One measure of the quality of our guess is the average squared distance between those 3D coordinates (projected into the image) and their matching 2D coordinates.

In pseudo-code we could write this as

measure_quality(matrix3x3 R, vector3 T):
    e = 0
    for u,v,p in patches
        u_est,v_est = camera_projection(R*p + T)
        du = u_est-u
        dv = v_est-v
        e += du*du + dv*dv
    return e / num_patches

u,v is the 2D coordinate for each patch in the photo and p is the corresponding 3D coordinate. The 3D vector p is first rotated and translated from box coordinates into camera coordinates, and then transformed to a 2D vector by perspective projection.

Our quality measure is a function of the rotation and translation. Plug in R and T, get a value. The value is zero when the predicted 2D coordinates match the observed ones, and positive otherwise (in that sense we should call it a measure of error rather than quality). So if we want to find the true pose of the book, we just need to find values for R and T that make the error as small as possible.

How? Well with our hammer, of course!



The derivative of a rotation matrix

There are many hammers to choose from, but gradient descent is simple to explain, and I mainly just want to make a point about rotations, not the hammers themselves. So bear with me for now.

We want to adjust R and T to make the error smaller. One way to do so is to look at how the error changes for a change in R and T. For example, if we had the function f(x) = x^2, the derivative with respect to x (the gradient) says how the value of f changes for an increase in x.
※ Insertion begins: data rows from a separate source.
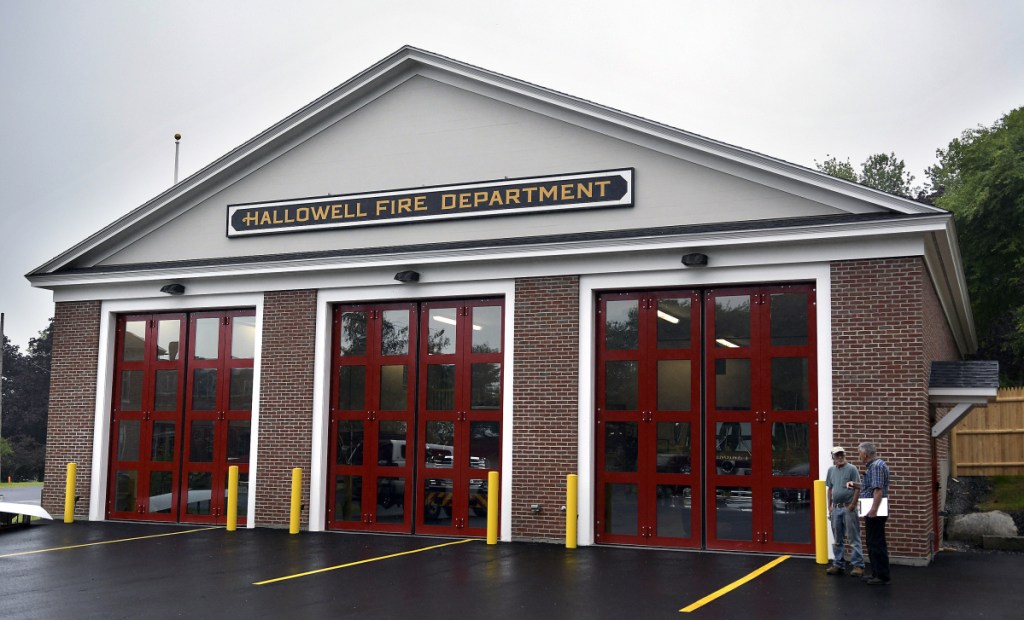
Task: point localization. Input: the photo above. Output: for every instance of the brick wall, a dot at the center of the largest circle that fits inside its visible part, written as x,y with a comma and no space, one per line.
884,312
545,403
286,403
73,403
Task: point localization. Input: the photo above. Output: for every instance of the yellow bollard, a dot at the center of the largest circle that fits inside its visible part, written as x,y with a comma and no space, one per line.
571,486
492,507
70,493
820,523
232,498
293,527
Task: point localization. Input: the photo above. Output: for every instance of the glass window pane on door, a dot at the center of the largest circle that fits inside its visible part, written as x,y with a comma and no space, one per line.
353,333
621,446
621,504
350,443
200,493
166,390
134,343
391,500
391,444
733,454
733,512
352,387
674,385
129,432
440,331
205,389
160,492
674,510
484,445
207,338
732,384
348,498
791,449
674,323
732,321
788,320
791,515
394,332
486,329
168,339
440,444
485,386
622,325
436,503
440,386
201,442
788,384
125,491
394,387
241,389
243,337
621,385
131,390
163,441
239,439
674,448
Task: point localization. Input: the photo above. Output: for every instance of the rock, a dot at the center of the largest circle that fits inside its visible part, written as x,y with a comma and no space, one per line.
975,527
1004,543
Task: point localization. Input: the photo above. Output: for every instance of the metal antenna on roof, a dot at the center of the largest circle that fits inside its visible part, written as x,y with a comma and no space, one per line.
177,142
1,371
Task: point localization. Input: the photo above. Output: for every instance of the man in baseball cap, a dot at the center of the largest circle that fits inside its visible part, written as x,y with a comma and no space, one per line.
843,513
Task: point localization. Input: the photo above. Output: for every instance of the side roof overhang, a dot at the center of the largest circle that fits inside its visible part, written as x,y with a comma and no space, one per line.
963,384
941,252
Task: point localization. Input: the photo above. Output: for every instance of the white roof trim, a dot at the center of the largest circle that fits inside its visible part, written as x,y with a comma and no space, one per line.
408,61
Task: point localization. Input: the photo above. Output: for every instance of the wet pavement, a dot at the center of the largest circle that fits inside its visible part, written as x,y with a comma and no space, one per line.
112,570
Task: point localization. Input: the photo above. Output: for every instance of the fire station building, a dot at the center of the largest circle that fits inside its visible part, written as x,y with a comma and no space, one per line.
434,272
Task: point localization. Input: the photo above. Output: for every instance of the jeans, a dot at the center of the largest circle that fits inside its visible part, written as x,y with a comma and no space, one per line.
846,525
878,550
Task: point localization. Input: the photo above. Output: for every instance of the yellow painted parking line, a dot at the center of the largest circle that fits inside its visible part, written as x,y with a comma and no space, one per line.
368,561
92,544
733,585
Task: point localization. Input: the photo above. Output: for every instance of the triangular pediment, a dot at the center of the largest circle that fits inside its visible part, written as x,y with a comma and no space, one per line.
418,120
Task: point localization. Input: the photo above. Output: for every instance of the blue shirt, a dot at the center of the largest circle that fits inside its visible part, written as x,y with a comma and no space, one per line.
876,477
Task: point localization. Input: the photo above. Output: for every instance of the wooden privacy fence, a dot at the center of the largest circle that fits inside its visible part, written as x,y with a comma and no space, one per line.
990,440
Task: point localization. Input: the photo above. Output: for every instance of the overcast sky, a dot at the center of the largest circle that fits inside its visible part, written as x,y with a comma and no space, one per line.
92,91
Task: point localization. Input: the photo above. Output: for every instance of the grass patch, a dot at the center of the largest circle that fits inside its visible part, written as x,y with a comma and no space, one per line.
1008,494
13,485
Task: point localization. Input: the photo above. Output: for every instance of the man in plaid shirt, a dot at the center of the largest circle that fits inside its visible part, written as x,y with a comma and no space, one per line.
875,486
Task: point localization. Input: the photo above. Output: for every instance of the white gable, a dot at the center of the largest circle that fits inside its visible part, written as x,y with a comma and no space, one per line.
424,132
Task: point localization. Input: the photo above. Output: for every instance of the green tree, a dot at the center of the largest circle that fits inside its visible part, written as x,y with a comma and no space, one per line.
26,398
980,178
880,171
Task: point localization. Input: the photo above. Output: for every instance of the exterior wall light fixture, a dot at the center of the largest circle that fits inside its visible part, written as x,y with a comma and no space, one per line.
173,289
695,259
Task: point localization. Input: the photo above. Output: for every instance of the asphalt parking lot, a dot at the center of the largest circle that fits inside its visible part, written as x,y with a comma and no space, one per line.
115,570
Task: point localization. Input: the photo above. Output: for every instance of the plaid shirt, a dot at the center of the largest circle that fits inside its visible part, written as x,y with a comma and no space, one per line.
876,477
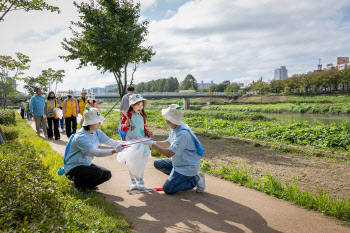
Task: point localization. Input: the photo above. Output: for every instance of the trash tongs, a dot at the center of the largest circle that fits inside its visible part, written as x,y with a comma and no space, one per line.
132,126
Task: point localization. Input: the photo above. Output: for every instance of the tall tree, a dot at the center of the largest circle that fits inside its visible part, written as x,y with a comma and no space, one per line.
189,82
26,5
110,37
11,70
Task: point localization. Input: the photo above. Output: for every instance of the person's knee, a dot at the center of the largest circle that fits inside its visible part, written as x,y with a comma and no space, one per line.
168,189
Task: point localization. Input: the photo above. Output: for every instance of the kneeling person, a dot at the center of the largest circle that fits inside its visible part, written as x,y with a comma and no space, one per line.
184,154
81,149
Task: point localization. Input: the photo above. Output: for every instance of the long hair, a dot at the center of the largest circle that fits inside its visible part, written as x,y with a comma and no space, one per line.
51,92
143,112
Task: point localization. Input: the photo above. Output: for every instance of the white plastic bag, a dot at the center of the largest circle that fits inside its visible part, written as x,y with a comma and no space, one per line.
79,117
58,112
135,159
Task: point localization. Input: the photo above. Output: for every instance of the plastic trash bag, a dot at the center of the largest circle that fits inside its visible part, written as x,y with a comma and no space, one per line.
135,158
58,112
79,117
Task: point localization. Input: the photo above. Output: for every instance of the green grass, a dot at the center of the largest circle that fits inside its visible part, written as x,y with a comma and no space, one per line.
82,213
321,201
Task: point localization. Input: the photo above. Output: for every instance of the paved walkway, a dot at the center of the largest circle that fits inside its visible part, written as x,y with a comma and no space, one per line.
224,207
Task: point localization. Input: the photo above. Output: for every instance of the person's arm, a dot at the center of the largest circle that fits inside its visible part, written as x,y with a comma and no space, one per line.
77,108
64,109
124,126
166,152
101,152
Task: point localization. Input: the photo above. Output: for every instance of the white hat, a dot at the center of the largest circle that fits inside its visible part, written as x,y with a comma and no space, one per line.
135,98
92,116
70,92
173,114
91,96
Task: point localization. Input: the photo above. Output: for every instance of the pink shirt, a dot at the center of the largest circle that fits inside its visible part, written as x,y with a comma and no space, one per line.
71,103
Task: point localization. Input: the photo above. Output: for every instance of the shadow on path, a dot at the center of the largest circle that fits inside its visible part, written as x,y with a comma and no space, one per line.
193,212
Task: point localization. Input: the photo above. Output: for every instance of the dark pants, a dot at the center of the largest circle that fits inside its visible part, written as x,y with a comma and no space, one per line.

In this case, the derivative is dfdx(x) = 2x, so f will decrease as x goes from negative infinity to zero, and increase as x goes from zero to positive infinity..

The gradient is an indication of the direction we can adjust our parameters: If the gradient is positive, it means f increases for an increase of x (so we should decrease x); if the gradient is negative, f will decrease for an increase of x (so we should increase x).

One way to adjust x, starting from an initial guess, could therefore be x += -gain*dfdx(x).

This will make f(x) smaller and smaller until it stops, hopefully at zero. With some luck, the value of x at that point is even what you wanted. (Also likely is that it blows up to infinity, if you're not careful, but decent software packages do additional checks and number-massaging to prevent that)



The derivative of x^2 is simple, but it might take you longer than you'd like to differentiate more complex expressions, maybe involving matrices and stuff. Luckily we have some neat tools to do that for us, like automatic differentiation, symbolic processors (like MATLAB or Octave) or online matrix calculus tools.

But for now the simplest solution is to botch it with finite differences:

dfdx = (f(x+dx) - f(x-dx)) / 2dx

carefully selecting dx to be small enough, but not so small as to cause a floating point catastrophy. If you have a function with multiple arguments, like our error function, you take the derivative of each one:

dfdx = (f(x+dx, y, z) - f(x-dx, y, z)) / 2dx
dfdy = (f(x, y+dy, z) - f(x, y-dy, z)) / 2dy
dfdz = (f(x, y, z+dz) - f(x, y, z-dz)) / 2dz

This works for any ugly function you can reasonably code up. In fact, our error function is pretty ugly: it has matrix multiplications and a weird 3D-2D projection with lens distortion. It would surely be more efficient (runtime-wise) to derive an analytic expression, but the generality of finite differences makes it nice when you're pressed on time.

... but wait ...

How do we take the derivative with respect to a rotation matrix?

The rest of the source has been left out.